PD Dr. Lena Partzsch (Institute of Environmental Social Sciences and Geography, University of Freiburg)

Policy entrepreneurs often successfully push the kind of policy inventions and innovation processes that the climate change issue seems to need (renewable energies, carbon disclosure etc.). Analyses of their techniques and strategies tend to assume that policy entrepreneurs compete against others and exercise power over them to accomplish their innovations in the ‘political marketplace’. Challenging this perspective our paper argues that, to accomplish transitions in governance, policy entrepreneurs may not exercise power over or against others; they rather exercise power with others and climate adaptation may become an end in itself for the sake of collective empowerment.

Power with is a term that refers to Hannah Arendt’s definition of power.[1] For Arendt, power is about finding a common ground for action. According to Arendt, power always refers to a group or to a collection of individuals. She defines power positively as the coactions of free people in the political sphere. From this perspective, the policy entrepreneur’s efforts may not (only) serve the assertion of their particular (material and ideational) interests but diverse forms of learning to achieve a common end.

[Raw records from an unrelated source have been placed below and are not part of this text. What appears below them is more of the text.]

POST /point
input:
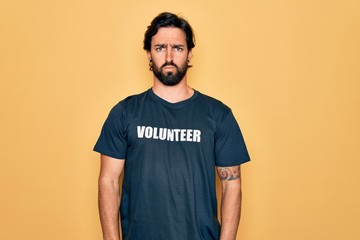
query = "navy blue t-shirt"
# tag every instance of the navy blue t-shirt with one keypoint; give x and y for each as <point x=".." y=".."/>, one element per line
<point x="170" y="152"/>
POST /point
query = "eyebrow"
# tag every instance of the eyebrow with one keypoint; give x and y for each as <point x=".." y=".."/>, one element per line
<point x="172" y="45"/>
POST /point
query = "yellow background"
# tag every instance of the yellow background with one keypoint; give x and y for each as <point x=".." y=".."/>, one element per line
<point x="289" y="69"/>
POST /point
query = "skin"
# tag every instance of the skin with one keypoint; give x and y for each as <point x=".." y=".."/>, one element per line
<point x="169" y="44"/>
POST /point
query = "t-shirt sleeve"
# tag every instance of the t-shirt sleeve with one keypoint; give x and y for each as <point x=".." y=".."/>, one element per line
<point x="230" y="148"/>
<point x="112" y="141"/>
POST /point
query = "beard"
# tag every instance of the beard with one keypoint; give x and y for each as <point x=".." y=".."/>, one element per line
<point x="170" y="78"/>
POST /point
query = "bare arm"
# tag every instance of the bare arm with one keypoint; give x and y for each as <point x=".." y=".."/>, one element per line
<point x="109" y="198"/>
<point x="231" y="201"/>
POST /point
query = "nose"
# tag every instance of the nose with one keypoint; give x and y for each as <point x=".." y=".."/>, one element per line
<point x="169" y="54"/>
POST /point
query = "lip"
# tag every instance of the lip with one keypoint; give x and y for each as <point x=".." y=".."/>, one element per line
<point x="168" y="67"/>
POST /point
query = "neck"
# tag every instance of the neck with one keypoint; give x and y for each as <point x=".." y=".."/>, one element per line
<point x="173" y="94"/>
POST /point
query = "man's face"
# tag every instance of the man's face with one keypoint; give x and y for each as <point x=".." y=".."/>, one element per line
<point x="169" y="55"/>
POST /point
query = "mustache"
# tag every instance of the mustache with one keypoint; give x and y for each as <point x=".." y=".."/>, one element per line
<point x="171" y="63"/>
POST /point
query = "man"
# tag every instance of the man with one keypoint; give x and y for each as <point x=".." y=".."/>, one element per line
<point x="168" y="140"/>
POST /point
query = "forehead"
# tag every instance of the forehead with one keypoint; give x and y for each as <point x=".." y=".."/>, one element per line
<point x="170" y="35"/>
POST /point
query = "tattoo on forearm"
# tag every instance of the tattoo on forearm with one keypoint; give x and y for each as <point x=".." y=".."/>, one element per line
<point x="229" y="173"/>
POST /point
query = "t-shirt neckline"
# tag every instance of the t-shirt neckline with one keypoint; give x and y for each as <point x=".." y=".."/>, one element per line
<point x="173" y="105"/>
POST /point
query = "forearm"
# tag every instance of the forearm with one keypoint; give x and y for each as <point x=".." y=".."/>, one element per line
<point x="230" y="212"/>
<point x="109" y="201"/>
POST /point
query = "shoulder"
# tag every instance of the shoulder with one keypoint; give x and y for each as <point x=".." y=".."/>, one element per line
<point x="129" y="102"/>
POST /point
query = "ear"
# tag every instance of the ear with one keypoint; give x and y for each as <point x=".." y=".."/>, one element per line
<point x="190" y="55"/>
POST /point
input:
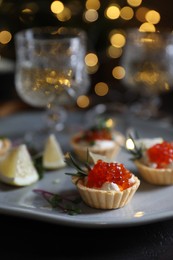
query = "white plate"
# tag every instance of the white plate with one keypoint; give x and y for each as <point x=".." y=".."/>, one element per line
<point x="149" y="204"/>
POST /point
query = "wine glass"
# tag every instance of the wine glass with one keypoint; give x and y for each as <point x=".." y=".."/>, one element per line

In my earlier work, I developed a multi-dimensional framework to analyze both, power over and power with, as well as the interrelations between the two categories.[2] Together with colleagues at VU Amsterdam, I ‘reduced’ my qualitative framework to quantitative survey questions to be ‘tested’ on the basis of 18 climate adaptation experiments conducted in the Netherlands. Ten of these cases aimed for more decentralized water management, and nine cases for more flexible management approaches overcoming purely technocratic, command and control strategies (one case aimed for both). We defined those people as policy entrepreneurs who facilitated the experiments in order to achieve respective aims.

The survey data brought no significant result and tends to confirm our hypothesis: The policy entrepreneurs exercised as much power with as anyone else participating in the experiment, i.e. they did not use the experiment to strategically push their own particular ideas about how to manage climate adaptation. Rather they were open to learning as much as any other ‘ordinary’ participant in the experiments. Non-expert knowledge was acknowledged as much as the experts’ knowledge. The only difference we found was that policy entrepreneurs said to have known more about the issues at stake before the experiment, compared to the ordinary participants indications. The study and results briefly summarized here will be published in a forthcoming paper ‘Experimenting with power: How policy entrepreneurs scale up climate innovations’.

I spent a Short Term Scientific Mission (STSM) at the Department of Environmental Policy Analysis, Institute for Environmental Studies (IVM), Vrije Universiteit (VU) Amsterdam in May and June 2015.  

[1] Arendt, H., 1970. On violence. New York, NY: Harcourt, Brace & World.

[2] Partzsch, L., 2014. Die neue Macht von Individuen in der globalen Politik. Wandel durch Prominente, Philanthropen und Social Entrepreneurs. Baden-Baden: Nomos.